Klarstellung des Bezirksamts

Der Weihnachtsmann kommt auch nach Kreuzberg

Weihnachtsmärkte und -männer sind nach wie vor auch in Friedrichshain-Kreuzberg erlaubt.
Weihnachtsmärkte und -männer sind nach wie vor auch in Friedrichshain-Kreuzberg erlaubt.
Im Bezirk Friedrichshain-Kreuzberg werden auch weiterhin religiöse Feste auf öffentlichem Grund genehmigt. Bezirksbürgermeisterin Monika Herrmann sah sich zu einer Klarstellung veranlasst, nachdem in den vergangenen Tagen zahlreiche Medien das Gegenteil gemeldet hatten.

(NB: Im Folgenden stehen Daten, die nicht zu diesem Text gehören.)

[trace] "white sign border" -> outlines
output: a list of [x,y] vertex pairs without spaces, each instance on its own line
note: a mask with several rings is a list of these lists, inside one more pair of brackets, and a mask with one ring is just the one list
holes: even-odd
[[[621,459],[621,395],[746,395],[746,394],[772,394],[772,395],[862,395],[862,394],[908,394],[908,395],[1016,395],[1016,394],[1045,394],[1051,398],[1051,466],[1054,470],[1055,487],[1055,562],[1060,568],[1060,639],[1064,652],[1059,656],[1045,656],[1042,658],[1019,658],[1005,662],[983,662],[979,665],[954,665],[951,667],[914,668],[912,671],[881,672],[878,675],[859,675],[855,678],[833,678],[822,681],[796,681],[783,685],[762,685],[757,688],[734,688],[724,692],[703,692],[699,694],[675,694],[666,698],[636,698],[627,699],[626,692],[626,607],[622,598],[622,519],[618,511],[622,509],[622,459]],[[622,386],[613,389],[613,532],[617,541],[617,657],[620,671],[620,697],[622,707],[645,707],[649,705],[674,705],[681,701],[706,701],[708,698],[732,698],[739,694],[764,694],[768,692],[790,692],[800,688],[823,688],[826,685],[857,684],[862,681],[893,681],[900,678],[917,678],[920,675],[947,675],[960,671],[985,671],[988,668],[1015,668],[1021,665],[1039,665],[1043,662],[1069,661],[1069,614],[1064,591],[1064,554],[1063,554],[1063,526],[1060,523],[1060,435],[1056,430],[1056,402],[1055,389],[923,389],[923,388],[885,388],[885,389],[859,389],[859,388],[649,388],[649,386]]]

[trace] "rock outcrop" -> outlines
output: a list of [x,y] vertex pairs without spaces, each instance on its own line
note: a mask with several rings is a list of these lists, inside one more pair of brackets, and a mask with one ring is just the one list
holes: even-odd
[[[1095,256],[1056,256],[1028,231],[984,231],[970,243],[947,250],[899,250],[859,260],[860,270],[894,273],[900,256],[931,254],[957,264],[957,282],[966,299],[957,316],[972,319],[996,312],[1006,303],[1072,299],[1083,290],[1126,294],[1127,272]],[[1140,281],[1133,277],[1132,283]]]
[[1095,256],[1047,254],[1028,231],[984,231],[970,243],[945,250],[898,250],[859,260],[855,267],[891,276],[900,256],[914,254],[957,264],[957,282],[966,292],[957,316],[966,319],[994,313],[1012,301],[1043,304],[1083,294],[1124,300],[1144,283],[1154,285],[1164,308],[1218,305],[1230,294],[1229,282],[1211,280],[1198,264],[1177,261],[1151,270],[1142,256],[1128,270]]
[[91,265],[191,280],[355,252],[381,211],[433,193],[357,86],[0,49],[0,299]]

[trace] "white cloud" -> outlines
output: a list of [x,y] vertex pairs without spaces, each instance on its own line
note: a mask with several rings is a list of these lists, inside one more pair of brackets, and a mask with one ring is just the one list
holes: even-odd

Völlig substanzlos war die Berichterstattung dennoch nicht.

Keine Weihnachtsmärkte, aber auch keine jüdischen oder muslimischen Feste mehr im öffentlichen Straßenland Friedrichshain-Kreuzbergs – das waren Schlagzeilen aus regionalen und überregionalen Medien, die in den vergangenen Tagen für einiges Aufsehen sorgten und dem Bezirksamt besorgte Nachfragen von Bürgern bescherten. Doch die Berichte beruhten offenbar auf einem amtsinternen Missverständnis. Bezirksbürgermeisterin Monika Herrmann (Grüne) hat nach einer Überprüfung der Angelegenheit klargestellt, dass Veranstaltungen mit religiösem Charakter bei der Genehmigung nicht benachteiligt wurden und werden.

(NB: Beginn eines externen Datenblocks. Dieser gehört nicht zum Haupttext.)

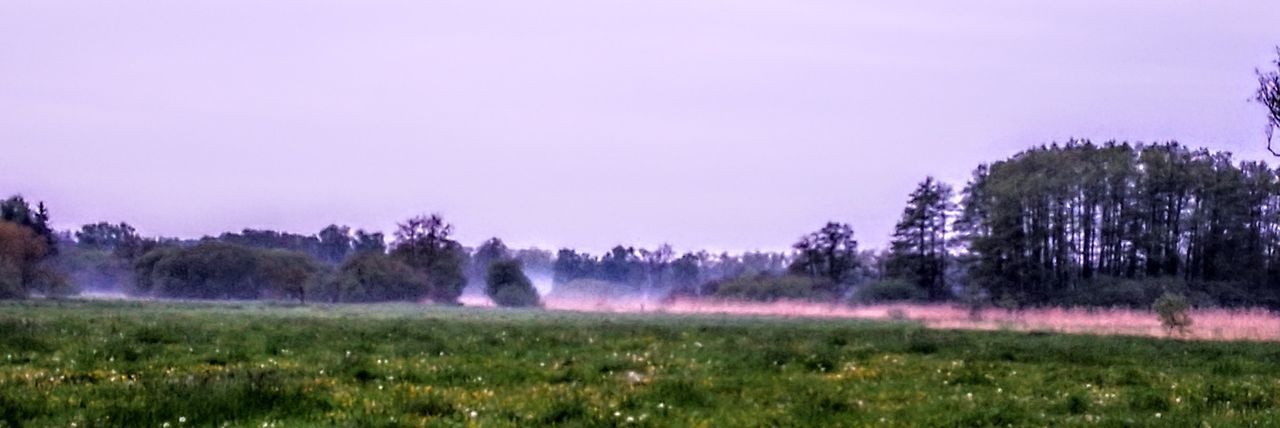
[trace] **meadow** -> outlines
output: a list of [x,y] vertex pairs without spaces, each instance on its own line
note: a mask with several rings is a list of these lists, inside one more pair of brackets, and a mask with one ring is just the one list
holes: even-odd
[[26,301],[0,304],[0,425],[1280,425],[1277,363],[840,318]]

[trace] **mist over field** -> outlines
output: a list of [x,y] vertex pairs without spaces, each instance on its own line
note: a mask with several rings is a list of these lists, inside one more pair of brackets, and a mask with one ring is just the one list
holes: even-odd
[[1275,0],[0,4],[0,428],[1280,427]]

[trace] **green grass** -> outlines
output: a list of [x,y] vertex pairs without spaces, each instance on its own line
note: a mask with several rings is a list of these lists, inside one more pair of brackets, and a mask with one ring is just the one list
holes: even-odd
[[1280,346],[910,323],[0,304],[0,425],[1280,425]]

Nach Auskunft der zuständigen Abteilung des Bezirksamts sind in den letzten Jahren keine Anträge auf Sondernutzung im öffentlichen Straßenland wegen des religiösen Charakters der geplanten Events abgelehnt worden. Auch diverse Weihnachtsmärkte fanden statt. Allerdings hat dieselbe Abteilung anscheinend bei einigen Anfragen auf eine Einzelfallentscheidung aus dem Jahr 2007 verwiesen und mitgeteilt, Veranstaltungen von Religionsgemeinschaften und religiöse Feste könnten nicht genehmigt werden.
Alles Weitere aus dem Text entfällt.